ASIC plays in RegTech sandbox
Julia Walker: The cost of compliance is going one way - up
The Australian and Securities and Investment Commission has turned its attention to the burgeoning regulatory technology sector, raising the possibility that its innovation hub and regulatory sandbox could be extended to startups working in this area.
ASIC held its first RegTech round table in Sydney and Melbourne this week to explore how technology can be applied to help companies meet their compliance and regulatory requirements.
ASIC Commissioner John Price said that ASIC’s Innovation Hub had already engaged with 30 RegTech companies, that the field was evolving rapidly and had the potential to both save companies time and money as well as to support agencies with their regulatory roles.
Attendees were told that the compliance burden in the financial sector alone was now so onerous that the four major banks spend around $300 million each on compliance initiatives every year.
And the regulatory challenge continues to rise. Thomson Reuters’ head of market development for risk in Asia, Julia Walker, said that for all organisations: “The cost of compliance is going one way – in 2016 there was an average of 200 regulatory alerts,” facing enterprises.
She said that six technologies held great promise for organisations seeking to streamline compliance and reduce risk – namely blockchain, cognitive computing, the Internet of Things, open source and APIs, the cloud and big data.

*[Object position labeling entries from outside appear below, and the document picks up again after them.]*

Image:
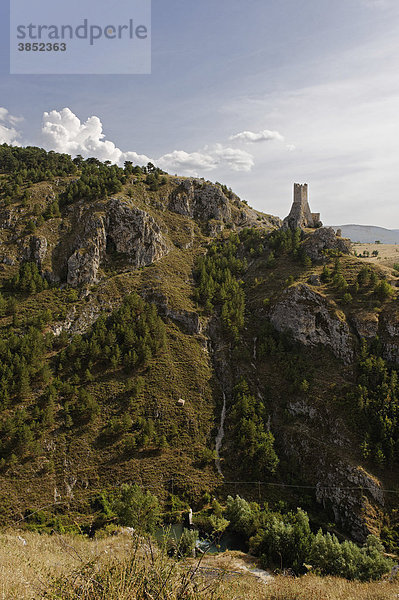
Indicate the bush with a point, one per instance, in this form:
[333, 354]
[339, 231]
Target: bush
[136, 508]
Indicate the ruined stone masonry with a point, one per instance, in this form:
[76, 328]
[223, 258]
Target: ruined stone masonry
[300, 215]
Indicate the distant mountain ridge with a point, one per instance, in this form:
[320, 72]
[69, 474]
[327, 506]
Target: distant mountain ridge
[368, 233]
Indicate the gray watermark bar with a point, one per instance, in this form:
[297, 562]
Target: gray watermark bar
[90, 37]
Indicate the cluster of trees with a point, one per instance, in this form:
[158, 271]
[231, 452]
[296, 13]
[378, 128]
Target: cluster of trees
[287, 541]
[218, 281]
[97, 180]
[254, 241]
[129, 338]
[377, 399]
[155, 177]
[31, 165]
[253, 438]
[288, 355]
[21, 363]
[367, 280]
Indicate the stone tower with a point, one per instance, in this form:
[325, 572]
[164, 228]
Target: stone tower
[300, 215]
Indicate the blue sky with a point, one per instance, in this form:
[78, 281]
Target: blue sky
[257, 95]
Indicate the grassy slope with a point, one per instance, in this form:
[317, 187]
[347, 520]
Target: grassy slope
[31, 571]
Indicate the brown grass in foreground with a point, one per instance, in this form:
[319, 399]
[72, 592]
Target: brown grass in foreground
[124, 568]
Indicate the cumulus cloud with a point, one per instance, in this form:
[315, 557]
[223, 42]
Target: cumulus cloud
[261, 136]
[64, 132]
[207, 160]
[8, 133]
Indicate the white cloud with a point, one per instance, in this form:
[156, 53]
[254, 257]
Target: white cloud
[8, 133]
[211, 158]
[64, 132]
[237, 160]
[261, 136]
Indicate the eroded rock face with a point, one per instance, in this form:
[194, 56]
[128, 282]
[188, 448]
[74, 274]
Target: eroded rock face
[122, 226]
[36, 250]
[311, 320]
[135, 233]
[84, 263]
[199, 200]
[325, 239]
[365, 325]
[351, 506]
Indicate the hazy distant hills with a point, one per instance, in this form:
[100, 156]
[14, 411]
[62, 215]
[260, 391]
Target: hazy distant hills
[368, 233]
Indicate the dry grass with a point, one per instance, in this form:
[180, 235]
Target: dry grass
[124, 568]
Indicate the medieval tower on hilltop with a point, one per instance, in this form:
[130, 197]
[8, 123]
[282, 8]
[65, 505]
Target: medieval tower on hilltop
[300, 215]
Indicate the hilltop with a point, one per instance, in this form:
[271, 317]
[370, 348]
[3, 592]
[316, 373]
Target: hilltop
[138, 308]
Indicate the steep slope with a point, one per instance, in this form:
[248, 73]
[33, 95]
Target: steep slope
[137, 308]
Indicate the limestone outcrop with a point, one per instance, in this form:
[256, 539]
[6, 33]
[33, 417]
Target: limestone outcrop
[324, 239]
[200, 200]
[116, 226]
[311, 319]
[36, 250]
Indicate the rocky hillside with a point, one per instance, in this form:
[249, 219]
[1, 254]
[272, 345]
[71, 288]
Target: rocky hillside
[157, 330]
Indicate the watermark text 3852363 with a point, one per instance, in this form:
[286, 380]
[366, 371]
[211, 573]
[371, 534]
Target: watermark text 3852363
[82, 37]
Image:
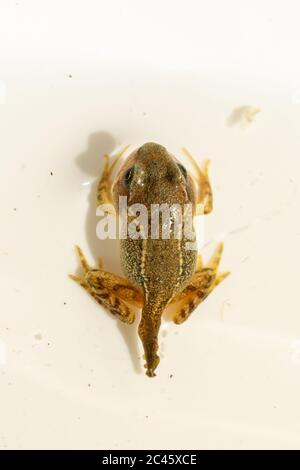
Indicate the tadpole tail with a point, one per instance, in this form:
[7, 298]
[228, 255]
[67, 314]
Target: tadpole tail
[148, 332]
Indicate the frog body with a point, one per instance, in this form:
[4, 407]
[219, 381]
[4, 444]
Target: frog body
[160, 272]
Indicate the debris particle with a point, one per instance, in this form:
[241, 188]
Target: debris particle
[242, 116]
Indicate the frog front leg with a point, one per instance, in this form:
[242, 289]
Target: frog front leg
[104, 195]
[111, 291]
[204, 202]
[202, 283]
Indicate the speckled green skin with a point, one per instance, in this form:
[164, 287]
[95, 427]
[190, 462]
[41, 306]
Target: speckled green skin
[160, 268]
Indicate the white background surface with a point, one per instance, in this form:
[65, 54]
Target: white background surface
[79, 79]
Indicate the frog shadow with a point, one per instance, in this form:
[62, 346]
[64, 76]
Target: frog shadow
[91, 162]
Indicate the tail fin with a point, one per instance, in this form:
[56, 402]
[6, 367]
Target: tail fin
[148, 332]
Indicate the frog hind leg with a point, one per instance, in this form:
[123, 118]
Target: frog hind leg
[202, 284]
[204, 203]
[104, 196]
[109, 290]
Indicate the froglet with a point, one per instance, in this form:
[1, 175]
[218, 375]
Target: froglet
[160, 272]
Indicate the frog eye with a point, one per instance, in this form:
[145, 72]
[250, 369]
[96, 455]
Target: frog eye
[182, 169]
[127, 178]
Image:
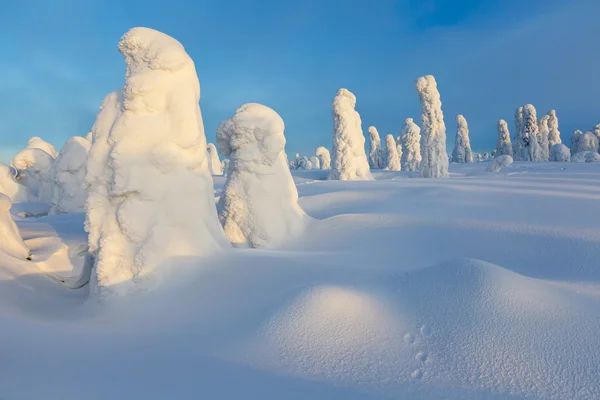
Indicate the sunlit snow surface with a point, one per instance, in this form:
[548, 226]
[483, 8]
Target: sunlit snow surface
[478, 286]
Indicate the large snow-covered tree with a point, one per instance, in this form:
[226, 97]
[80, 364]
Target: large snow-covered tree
[150, 192]
[259, 206]
[392, 159]
[376, 151]
[411, 144]
[348, 159]
[434, 160]
[67, 177]
[503, 144]
[324, 157]
[462, 145]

Each of these areas is being explored by both RegTech startups and seasoned technology giants such as IBM which are applying technology to regulatory challenges.
However Ms Walker acknowledged that RegTech could be highly disruptive, referencing the recent Davos World Economic Forum which in January was told that as many as 50,000 finance sector compliance jobs were under threat from RegTech solutions.
Although RegTech is on the rise, it remains dwarfed by fintech.
KPMG’s co-lead of global fintech Ian Pollari said that there were around 600 fintech businesses in Australia, compared to about 30 RegTechs, which were also receiving less funding than their fintech siblings.
Part of the challenge according to the RegTech startups that attended the roundtable is the inertia in large corporates, and the speed at which regulators are prepared to accept RegTech solutions.
Simple KYC co-founder and CEO Eric Frost said he had presented to large financial organisations and found himself competing with internal projects. Simple KYC has developed a solution intended to help organisations covered under the ‘know your customer’ provisions of the Anti-Money Laundering/Counter Terrorism Financing legislation.
“Decision making in bureaucracies is a huge challenge around the time to decision and information security. We have had people spent nine months doing a review.” Mr Frost said that sort of slow progress was a “huge barrier” for startups.
It may also reflect the fact that the banks are taking more of a DIY approach to RegTech, running their own distributed ledger, API and big data initiatives, for example.
According to Mr Pollari, this is certainly the case with the Wall Street banks. He said that 50 per cent of the patents registered by US banks in the last 12 months were in the RegTech area.
Delegates also felt that there was a reluctance to buy into RegTech solutions that had not received a clear stamp of approval from the regulators themselves.
Henry Davis York lawyer Vinod Kumar warned that could prove a long wait. “Getting ASIC to sign off on a platform? I can't fathom that – that's where lawyers come to play.”
He also noted that Australian principle based legislation and regulation could be difficult to reduce to a binary technology solution, which some led to attendees at the round table calling for regulators to move to more machine readable regulation, which was not ambiguous or open to interpretation.
Tyro executive director Jost Stollman said that RegTech provided an opportunity for a rethink about regulation and compliance, so that it was seen not as a hindrance but as an enabler of good business.
“Imagine a world where the regulator achieves openness and transparency in the financial services industry and people look after compliance themselves.”
He argued for a; “Cultural revolution when compliance moves from policing to doing the right thing.”
That however will require a new class of information system able to deliver genuine operational clarity according to Blackhall & Pearl managing partner, Harry Toukalas.
He said organisations felt that they were “drowning in information, but starving for insights.”
He said Blackhall & Pearl has been working with MIT’s innovation lab on AI solutions that explore employee conduct and attempt to identify and stamp out rogue behavior which he said could be the hardest element of regulatory compliance.
“Will AI be able to monitor, yes, analyse, perhaps, predict and shape human behavior? That’s the real challenge,” he said.
Wrapping up the session – which attracted about 100 people, including bankers, lawyers and technologists – ASIC commissioner John Price said the key challenge for regulators when thinking about fintech and RegTech was that “Consumers want a flawless experience, but they want to be safe.”
He said that there were risks associated with RegTech particularly around cyber security, and that some organisations might adopt RegTech as a tick-and-click expediency rather than a genuine compliance and risk reduction exercise.
Nevertheless he said that he felt RegTech offered an “Opportunity to move from a rear view mirror to a learning and predictive approach – to change the role (of regulators) from policeman to coach. I think that's very powerful.”